A importância de A Interpretação dos sonhos (FREUD, 1900) para a fundação e desenvolvimento da clínica psicanalítica, ao meu ver, reside no desenvolvimento do conceito de Inconsciente, um dos fundamentais em Psicanálise, que começa com esta obra. Freud percebe a implicação clínica deste conceito, a partir do estudo dos sonhos, apesar de não se preocupar exatamente com a demonstração do conceito de Inconsciente em si. Com o Inconsciente, Freud cria um campo, qual seja: lidar com o desejo que vem do outro.

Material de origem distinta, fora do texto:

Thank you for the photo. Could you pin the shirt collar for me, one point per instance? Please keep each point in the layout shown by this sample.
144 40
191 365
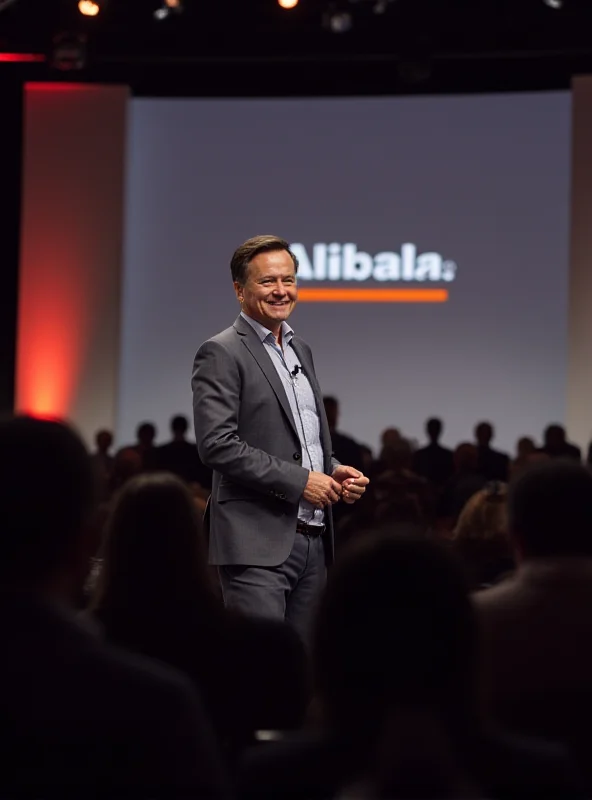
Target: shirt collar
264 333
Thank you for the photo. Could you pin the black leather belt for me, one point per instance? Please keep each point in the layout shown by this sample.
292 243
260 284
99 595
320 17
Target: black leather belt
310 530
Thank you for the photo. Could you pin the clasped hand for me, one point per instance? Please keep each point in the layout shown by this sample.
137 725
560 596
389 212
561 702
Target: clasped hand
345 483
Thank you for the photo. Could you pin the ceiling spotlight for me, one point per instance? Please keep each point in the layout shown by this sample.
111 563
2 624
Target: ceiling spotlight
168 7
68 52
89 8
339 21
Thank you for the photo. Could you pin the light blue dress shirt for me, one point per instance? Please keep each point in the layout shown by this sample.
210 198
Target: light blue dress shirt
302 404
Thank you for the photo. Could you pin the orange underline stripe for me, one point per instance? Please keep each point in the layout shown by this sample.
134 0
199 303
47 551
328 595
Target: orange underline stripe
336 295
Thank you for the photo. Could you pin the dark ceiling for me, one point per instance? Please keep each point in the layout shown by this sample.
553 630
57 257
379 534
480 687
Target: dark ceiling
253 47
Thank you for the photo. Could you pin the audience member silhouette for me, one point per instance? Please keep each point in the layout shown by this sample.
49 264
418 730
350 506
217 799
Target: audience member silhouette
464 483
493 465
79 718
537 625
399 496
481 538
181 457
127 464
556 444
527 453
396 635
144 447
434 462
154 596
102 462
345 449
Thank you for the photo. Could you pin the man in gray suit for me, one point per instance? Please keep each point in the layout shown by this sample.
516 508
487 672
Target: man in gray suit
261 426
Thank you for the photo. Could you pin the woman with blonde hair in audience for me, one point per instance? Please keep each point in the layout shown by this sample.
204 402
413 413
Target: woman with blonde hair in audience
481 536
155 596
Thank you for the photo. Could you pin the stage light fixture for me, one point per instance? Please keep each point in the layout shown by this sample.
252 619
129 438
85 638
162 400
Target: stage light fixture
89 8
168 7
339 21
69 52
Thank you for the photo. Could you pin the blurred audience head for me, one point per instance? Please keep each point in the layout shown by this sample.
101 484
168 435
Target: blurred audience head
104 441
154 551
484 434
466 458
47 497
332 411
554 438
434 429
179 426
550 510
485 516
146 434
525 448
395 630
127 464
390 436
397 456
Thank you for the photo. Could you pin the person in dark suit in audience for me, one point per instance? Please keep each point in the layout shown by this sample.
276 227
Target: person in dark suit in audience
345 449
434 462
556 444
181 457
396 639
537 625
79 718
493 465
154 596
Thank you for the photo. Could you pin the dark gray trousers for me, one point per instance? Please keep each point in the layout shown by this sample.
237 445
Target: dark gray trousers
288 592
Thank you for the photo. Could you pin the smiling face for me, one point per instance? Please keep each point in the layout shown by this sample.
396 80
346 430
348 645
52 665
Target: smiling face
269 294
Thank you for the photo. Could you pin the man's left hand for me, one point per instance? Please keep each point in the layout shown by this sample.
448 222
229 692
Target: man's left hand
353 483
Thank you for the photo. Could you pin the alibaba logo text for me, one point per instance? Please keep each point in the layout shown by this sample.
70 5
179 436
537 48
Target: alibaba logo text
343 274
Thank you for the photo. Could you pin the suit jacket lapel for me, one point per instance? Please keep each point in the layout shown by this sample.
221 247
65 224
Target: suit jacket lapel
257 349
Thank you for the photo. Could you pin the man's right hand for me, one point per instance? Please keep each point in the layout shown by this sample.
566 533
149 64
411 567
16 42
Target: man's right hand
321 490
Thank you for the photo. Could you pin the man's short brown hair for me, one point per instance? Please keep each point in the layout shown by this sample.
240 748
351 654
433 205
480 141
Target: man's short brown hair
244 254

Através de sua prática clínica, Freud mostra que o sonho é a via real para o Inconsciente. Temos notícia do Inconsciente, ou seja, daquilo que tem que ficar fora da Consciência, através do Pré-Consciente – a intensidade está lá, só que de maneira disfarçada. Nos sonhos, podemos acessar, de alguma forma, o material inconsciente. É através da transferência – nesse momento, transferência de intensidades – que esse material pode ser expresso nos sonhos. O conceito de transferência, que é colocado inicialmente nesta obra, também será um conceito importante para o desenvolvimento da clínica psicanalítica.
Outra contribuição importante que A Interpretação dos sonhos (FREUD, 1990) trouxe para a Psicanálise foi a observação. Freud (1900) afirma que a interpretação dos sonhos se dá pela observação do discurso do sonhador, e não pela reflexão a respeito do sonho em si. É deixando que o sujeito fale sobre seu sonho que o analista pode, junto com ele e através da transferência, interpretar o sonho. O sujeito transfere os restos diurnos para o sonho, a sua intensidade; nesse sentido, a identificação de elementos carregados de intensidade, de afeto, pode nos indicar uma relação com o recalcado, com o desejo inconsciente.
O sonho deve ser interpretado pelo relato do sonhador. A interpretação não está dada de antemão. É nessa passagem da lembrança para o registro da palavra que algo do sonho pode ser revelado; nesse sentido, podemos relacionar com os sintomas, em que também há uma tentativa, em análise, de se procurar as lacunas do discurso – a mudança do semblante de sofrimento para um semblante de prazer, por exemplo, no sintoma histérico, pode ser a chave para a identificação do desejo.
Sonhamos com aquilo que é importante para nós e que não pudemos realizar na vida de vigília, ou seja, um desejo foi despertado, mas não foi satisfeito. Nesse sentido, o sonho é uma realização de desejo. Contudo, dizer que o sonho é a realização de um desejo não quer dizer que só sonhamos com coisas boas; não se trata de uma satisfação de um desejo, pois o desejo é um imperativo, uma demanda à qual não se pode satisfazer – quando for satisfeita, outra demanda aparece, outro buraco surge. É esse desejo, essa urgência, que se dá independente das intenções do sujeito, o que lhe constitui. Mais tarde, Freud vai tratar disso através dos conceitos de pulsão e Inconsciente.
Os restos diurnos, que podem aparecer nos sonhos, são de preferência os elementos não notados, sem importância, do dia anterior que são passíveis de deslocamento. O sonho utiliza-se desses elementos “sem importância” para que questões importantes venham à tona: um desejo disfarçado pela censura onírica. O material dos sonhos, que não é recordado nem utilizado nos pensamentos de vigília, é, segundo Freud (1900), a experiência da infância. Freud (1900) fala que os restos ou pensamentos diurnos são o empresário do sonho, enquanto que o capitalista do sonho – sem o qual o empresário nada faz – é um desejo oriundo do Inconsciente.
Freud (1900) afirma que devemos tratar o relato do sonho como Sagrada Escritura, pois é através da expressão lingüística com a qual ele nos é apresentado, assim como o seu conteúdo trazido, que poderemos chegar à interpretação. Freud critica quem considera o relato do sonho como algo caótico, pois considera já esse relato uma elaboração secundária, que deve ser considerada, assim como já o é o sonho – uma distorção dos pensamentos oníricos que tiveram que passar pela censura (FREUD, 1900).
Para Freud, portanto, na elaboração onírica (no sonho) há um trabalho, que será percebido através do relato do sonhador – certamente distorcido –, relato este também fruto de uma elaboração, o que também será material para a interpretação.
Referências bibliográficas:
FREUD, S. A Interpretação dos sonhos (I) (1900). Obras psicológicas completas de Sigmund Freud: edição standard brasileira. Trad. de Jayme Salomão. Rio de Janeiro: Imago, 1996. vol. IV.
_________. A Interpretação dos sonhos (II) e Sobre os sonhos (1900-1901). Obras psicológicas completas de Sigmund Freud: edição standard brasileira. Trad. de Jayme Salomão. Rio de Janeiro: Imago, 1996. vol. V.